PS: Holy crap! For the first time in my 40+ year career I have clicked-thru from a semi-relevant article about Rust on a micro p̵r̵o̵c̵e̵s̵s̵o̵r̵ controller to a reference about the...[RCA] COSMAC VIP (in the form of this dude's effort to get CHIP-8 running on LLVM-MOS). Do you have any idea how many lawns I had to mow to buy one of those? It was a big disappointment (over my ELF and SuperELF) too! ROFL
Together with https://github.com/nrf-rs/nrf-hal these enable most everything one can do on these controllers form pure Rust (the softdevice is a blob with a C-SDK that's wrapped in rust though)
That is so cool. I saw some posts about LLVM-MOS a while ago, but at that point I thought it would be just another in a fairly long list of attempts to try and get LLVM to output 6502 instructions.
I never expected it to come together this well! Especially considering that the author of the article mentions there were so many issues with LLVM-AVR, you'd expect them to exist in LLVM-MOS as well. Apparently not! I guess the code quality will only improve from here on out, the loop at the bottom of the article does seem like it is not as optimal as it could be :)
Up until just a few weeks ago, 100% of the codegen work we've put into LLVM-MOS has been to get it feature-complete and rock-solid. It's awesome to see that that work has paid off!

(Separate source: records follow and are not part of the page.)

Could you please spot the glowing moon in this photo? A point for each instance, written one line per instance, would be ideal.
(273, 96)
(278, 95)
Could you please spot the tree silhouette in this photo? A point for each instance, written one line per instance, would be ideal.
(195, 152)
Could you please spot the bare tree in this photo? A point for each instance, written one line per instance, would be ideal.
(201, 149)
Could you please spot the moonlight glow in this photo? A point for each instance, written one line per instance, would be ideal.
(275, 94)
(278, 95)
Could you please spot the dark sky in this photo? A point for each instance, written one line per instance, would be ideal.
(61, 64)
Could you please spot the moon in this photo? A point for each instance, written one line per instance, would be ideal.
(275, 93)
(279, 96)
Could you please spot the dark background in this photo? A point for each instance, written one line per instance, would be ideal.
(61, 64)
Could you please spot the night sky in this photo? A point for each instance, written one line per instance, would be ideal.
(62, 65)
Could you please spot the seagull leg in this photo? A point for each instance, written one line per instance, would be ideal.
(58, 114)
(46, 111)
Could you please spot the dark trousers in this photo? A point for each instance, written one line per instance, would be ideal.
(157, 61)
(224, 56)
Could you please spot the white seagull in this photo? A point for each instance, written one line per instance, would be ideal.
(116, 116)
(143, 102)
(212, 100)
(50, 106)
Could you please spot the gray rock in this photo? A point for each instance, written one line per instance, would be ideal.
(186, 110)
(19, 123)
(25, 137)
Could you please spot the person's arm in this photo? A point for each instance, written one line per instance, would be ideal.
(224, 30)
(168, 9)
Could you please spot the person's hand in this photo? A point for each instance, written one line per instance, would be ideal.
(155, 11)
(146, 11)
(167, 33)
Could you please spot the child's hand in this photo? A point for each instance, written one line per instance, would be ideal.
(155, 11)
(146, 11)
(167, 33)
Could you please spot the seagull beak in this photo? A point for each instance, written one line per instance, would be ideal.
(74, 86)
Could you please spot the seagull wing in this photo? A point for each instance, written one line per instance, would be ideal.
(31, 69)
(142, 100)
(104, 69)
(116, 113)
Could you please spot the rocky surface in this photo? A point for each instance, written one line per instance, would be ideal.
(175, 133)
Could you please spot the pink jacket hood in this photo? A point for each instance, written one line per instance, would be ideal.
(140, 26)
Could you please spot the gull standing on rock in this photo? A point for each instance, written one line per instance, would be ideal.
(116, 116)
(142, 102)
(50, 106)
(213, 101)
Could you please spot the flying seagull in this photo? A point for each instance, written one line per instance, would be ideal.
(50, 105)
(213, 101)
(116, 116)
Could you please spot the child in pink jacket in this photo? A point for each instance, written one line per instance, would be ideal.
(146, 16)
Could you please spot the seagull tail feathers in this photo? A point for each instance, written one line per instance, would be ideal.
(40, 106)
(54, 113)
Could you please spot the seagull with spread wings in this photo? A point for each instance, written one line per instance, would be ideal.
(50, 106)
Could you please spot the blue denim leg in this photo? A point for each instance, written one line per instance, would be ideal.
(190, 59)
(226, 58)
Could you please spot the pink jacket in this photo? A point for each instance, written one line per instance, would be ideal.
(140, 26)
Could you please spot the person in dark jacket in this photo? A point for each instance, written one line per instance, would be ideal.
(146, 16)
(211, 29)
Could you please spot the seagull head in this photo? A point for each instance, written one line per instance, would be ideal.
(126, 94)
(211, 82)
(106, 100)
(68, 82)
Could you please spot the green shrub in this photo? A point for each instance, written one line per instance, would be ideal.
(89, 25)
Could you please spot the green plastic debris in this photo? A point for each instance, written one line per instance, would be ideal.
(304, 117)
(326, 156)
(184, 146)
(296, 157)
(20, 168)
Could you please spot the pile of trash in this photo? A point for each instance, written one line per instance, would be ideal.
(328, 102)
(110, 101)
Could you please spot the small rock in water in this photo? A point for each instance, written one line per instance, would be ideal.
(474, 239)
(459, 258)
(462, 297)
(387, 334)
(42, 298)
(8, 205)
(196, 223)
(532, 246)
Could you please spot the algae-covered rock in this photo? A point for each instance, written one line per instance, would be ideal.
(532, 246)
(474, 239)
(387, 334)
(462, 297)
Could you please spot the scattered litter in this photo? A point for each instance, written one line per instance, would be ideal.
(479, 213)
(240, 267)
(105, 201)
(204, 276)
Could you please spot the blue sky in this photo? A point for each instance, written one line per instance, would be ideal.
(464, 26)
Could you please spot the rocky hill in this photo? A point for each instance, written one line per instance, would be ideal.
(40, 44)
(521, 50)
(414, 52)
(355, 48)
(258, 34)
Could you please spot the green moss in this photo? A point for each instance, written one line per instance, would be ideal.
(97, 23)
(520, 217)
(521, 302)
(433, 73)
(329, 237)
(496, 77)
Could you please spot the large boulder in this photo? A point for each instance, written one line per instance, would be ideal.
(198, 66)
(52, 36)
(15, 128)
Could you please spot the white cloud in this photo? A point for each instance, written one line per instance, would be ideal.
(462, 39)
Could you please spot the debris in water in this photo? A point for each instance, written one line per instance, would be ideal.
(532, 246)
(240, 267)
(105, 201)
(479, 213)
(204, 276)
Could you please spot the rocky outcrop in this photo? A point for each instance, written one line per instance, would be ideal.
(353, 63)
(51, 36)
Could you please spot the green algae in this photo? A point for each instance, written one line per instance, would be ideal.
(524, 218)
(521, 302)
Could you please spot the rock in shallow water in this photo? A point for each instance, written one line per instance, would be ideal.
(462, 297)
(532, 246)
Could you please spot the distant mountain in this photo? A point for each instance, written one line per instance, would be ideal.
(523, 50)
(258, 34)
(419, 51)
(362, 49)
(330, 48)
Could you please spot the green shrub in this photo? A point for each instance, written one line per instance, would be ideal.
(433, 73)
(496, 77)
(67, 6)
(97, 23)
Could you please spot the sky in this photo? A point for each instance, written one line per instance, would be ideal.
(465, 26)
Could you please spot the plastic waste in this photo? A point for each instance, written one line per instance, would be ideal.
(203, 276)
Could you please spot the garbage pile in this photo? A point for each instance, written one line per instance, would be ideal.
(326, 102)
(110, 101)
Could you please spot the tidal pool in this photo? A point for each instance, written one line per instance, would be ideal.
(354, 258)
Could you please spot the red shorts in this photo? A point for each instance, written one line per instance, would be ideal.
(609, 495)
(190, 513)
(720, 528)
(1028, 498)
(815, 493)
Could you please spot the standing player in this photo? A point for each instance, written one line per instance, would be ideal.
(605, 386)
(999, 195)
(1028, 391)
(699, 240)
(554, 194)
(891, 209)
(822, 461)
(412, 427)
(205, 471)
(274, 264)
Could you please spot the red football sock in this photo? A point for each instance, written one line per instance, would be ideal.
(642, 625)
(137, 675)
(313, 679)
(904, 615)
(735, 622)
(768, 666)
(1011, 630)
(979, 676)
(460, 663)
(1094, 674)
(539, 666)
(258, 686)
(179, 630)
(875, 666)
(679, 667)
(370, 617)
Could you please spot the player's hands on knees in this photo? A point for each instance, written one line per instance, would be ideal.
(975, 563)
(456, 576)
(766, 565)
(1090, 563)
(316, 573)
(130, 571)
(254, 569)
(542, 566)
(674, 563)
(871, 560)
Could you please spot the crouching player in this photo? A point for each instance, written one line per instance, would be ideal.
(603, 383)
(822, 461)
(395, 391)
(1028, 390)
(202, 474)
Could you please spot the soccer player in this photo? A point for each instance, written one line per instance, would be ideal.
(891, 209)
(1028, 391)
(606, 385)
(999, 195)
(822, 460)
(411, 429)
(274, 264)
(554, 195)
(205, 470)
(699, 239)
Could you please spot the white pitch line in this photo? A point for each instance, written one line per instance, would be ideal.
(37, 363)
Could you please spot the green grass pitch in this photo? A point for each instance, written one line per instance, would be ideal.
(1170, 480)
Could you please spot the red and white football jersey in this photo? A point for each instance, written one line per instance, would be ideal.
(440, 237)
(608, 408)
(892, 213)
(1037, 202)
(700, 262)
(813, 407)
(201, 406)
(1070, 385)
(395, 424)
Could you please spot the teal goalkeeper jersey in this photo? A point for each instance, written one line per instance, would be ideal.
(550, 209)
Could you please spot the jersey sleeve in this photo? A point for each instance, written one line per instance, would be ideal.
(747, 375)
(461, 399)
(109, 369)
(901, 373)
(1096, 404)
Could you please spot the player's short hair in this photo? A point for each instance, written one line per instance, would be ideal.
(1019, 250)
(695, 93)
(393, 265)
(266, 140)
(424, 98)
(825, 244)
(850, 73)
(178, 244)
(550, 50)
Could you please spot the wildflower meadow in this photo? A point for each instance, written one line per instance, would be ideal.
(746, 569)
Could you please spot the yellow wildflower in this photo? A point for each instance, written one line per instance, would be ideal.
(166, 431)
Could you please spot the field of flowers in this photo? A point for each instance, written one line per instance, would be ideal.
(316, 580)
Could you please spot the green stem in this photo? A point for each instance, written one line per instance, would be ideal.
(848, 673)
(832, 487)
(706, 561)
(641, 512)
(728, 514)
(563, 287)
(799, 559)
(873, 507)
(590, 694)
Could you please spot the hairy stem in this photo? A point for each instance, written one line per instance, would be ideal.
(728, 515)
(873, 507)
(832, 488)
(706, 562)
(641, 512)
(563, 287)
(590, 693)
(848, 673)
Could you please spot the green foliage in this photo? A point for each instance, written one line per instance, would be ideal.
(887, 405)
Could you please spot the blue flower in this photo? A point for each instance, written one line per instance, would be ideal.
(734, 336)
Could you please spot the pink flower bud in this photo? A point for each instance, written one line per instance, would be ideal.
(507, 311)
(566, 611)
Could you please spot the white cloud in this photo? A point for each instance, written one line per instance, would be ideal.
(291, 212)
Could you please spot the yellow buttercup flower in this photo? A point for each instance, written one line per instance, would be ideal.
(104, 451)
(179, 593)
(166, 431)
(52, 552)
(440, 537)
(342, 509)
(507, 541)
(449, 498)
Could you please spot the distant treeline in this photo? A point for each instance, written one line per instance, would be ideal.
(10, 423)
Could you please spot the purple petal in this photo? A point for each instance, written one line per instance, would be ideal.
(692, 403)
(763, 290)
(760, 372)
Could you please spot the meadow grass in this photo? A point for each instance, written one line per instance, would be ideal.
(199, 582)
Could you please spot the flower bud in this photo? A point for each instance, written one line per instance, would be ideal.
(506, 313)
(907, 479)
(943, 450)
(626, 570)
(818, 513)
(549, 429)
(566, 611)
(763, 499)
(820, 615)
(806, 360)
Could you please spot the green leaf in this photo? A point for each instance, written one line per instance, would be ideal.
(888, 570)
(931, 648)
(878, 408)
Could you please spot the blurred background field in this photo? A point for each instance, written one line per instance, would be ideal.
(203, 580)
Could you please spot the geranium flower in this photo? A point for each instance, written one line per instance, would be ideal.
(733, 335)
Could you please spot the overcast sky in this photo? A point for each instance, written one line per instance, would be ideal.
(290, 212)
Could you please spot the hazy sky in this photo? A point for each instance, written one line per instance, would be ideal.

We're just now starting to really optimize the compiler; there's definitely a long road ahead of us, but our preliminary investigations suggest that we'll be able to get the thing to emit really quite good 6502 assembly.
Right now, it emits near-garbage in a large number of common cases, as seen in the article. This is mostly due to technical debt intentionally accrued while getting the thing working, though; we did stuff like use the default LLVM lowering for comparisons, which are ridiculously trash on the 6502. But there's only really a couple major technical hurdles left to overcome; everything else is just painstakingly teaching LLVM what the best 6502 assembly patterns are for various situations.
I haven't looked at this closely, but 6502 really doesn't lend itself to C compilation. Three registers, only one of which works with the ALU, awkward immovable stack, etc.
The 65816 is a better target (moveable direct page and stack and some wider registers), but also awkward with its register mode switching.
Author of mentioned post on 6502.org forum here. In the meantime I worked a bit on implementing proper rust target-triple for 6502 (mos-unknown-none), code is here: https://github.com/mrk-its/rust/tree/mos_target
That's cool! I wanted to avoid having to build Rust and/or LLVM from source myself, hence the somewhat awkward "tell Cargo we're on default target, let Clang sort it out at link time" setup.
I am not sure if it is a good idea to compile code targeted to modern processors to 8-bit CPUs like 6502. For example:
Languages like C (or Rust) allocate variables on the stack because it is cheap with modern CPUs, but 8-bit CPUs don't have addressing modes to access them easily. (by the way, some modern CPUs like ARM also cannot add a register to a variable on the stack).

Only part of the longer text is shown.